Listening to the Spirit’s guidance is necessary not only to understand what are to be our goals, but also to know how to proceed practically. “What are we to do?” means not only “Where are we going?” but also “How do we get there?”
Planning is increasingly part of this strategic conversation in the Church. It is also found in business, education, health care, and other segments of common endeavor. But it means something profoundly more in the Christian sense, for we are not simply a human institution with a pragmatic even if noble purpose. We are the living Body of Christ.
We become members of that Body first of all through Baptism.
That in fact was the answer Peter gave to the question on Pentecost: “What are we to do?” His response: “Repent and be baptized.”
Our common mission begins then with the sacrament of Baptism.
All the baptized by that very fact become sharers in the three-fold mission of Jesus as Priest, Prophet, and King. The priestly mission involves sanctification, bringing God’s holiness in the world through prayer, worship, sacrament, and sacrifice. The prophetic mission proclaims the Word of God in evangelization, catechesis, and missionary outreach. The kingly mission is lived in service, both within and beyond the structures of the Church. Jesus models this kind of kingship – “I came not to be served but to serve”; “the greatest among you will last of all and servant of all” – and in the washing of his disciples’ feet teaches us to imitate him:
“As I have done, so you must do.”
What are you good at? What talents and strengths are entrusted to you? Every member of the Church has particular gifts and a specific role in the mission assigned to us by Jesus.
The scope and contours of each one’s role are refined by their particular vocation and state of life, their natural talents, , and their specific area of responsibility in the whole. As St. Paul says, the Body is made up of many different members and functions, but all are necessary for the health and flourishing of the whole.
A proper understanding of mission depends on how we view the scope of the mission of the Church itself. Too narrow an idea of this mission identifies it with the visible structures and organization of the Church. Co-responsibility can then be narrowed to serving on parish councils and groups, liturgical and pastoral ministries, and activities at the parish and diocese.

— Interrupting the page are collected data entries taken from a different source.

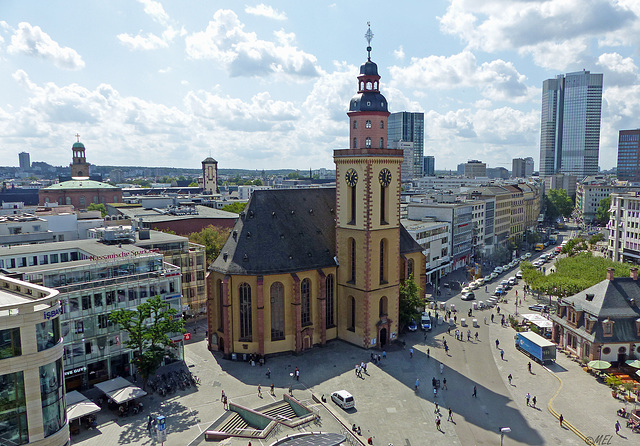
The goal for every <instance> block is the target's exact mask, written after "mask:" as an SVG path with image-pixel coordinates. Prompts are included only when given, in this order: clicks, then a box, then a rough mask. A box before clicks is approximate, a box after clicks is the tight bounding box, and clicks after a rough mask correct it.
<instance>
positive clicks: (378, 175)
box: [378, 168, 391, 187]
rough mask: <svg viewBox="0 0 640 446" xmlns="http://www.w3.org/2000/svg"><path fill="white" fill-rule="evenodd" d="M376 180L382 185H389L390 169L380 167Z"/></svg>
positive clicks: (390, 183) (387, 185) (386, 186)
mask: <svg viewBox="0 0 640 446" xmlns="http://www.w3.org/2000/svg"><path fill="white" fill-rule="evenodd" d="M378 181H379V182H380V184H381V185H382V186H384V187H387V186H389V184H391V171H390V170H389V169H386V168H385V169H382V170H381V171H380V174H379V175H378Z"/></svg>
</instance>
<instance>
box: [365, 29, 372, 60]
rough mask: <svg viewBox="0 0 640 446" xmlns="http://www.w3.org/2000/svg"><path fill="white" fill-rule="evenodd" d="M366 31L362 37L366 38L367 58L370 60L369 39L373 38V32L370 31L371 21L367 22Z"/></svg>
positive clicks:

While these activities will always be important, they do not reach far enough for the mission given to us: “Go into the whole world and make disciples.” The churches we attend are our foundation and community of celebration, support, and purpose, but they are not an end in themselves. Our task is not to maintain a parish but to transform the world in the Spirit of the Gospel.
Thank you for all the ways you do this in your families, jobs, volunteer involvements, gestures of kindness to those who may not otherwise encounter Jesus so intentionally.
As we ponder the future of the Church in the Diocese of Saint Cloud, we are rightly asking anew the question spoken on Pentecost:
“What are we to do?” The question is not confined to how parishes will be arranged and staffed, when Mass is scheduled, or how many programs are established. Our planning is aimed at a goal as broad as the world and its need for the Gospel. All of us are needed, and each one contributes something that matters.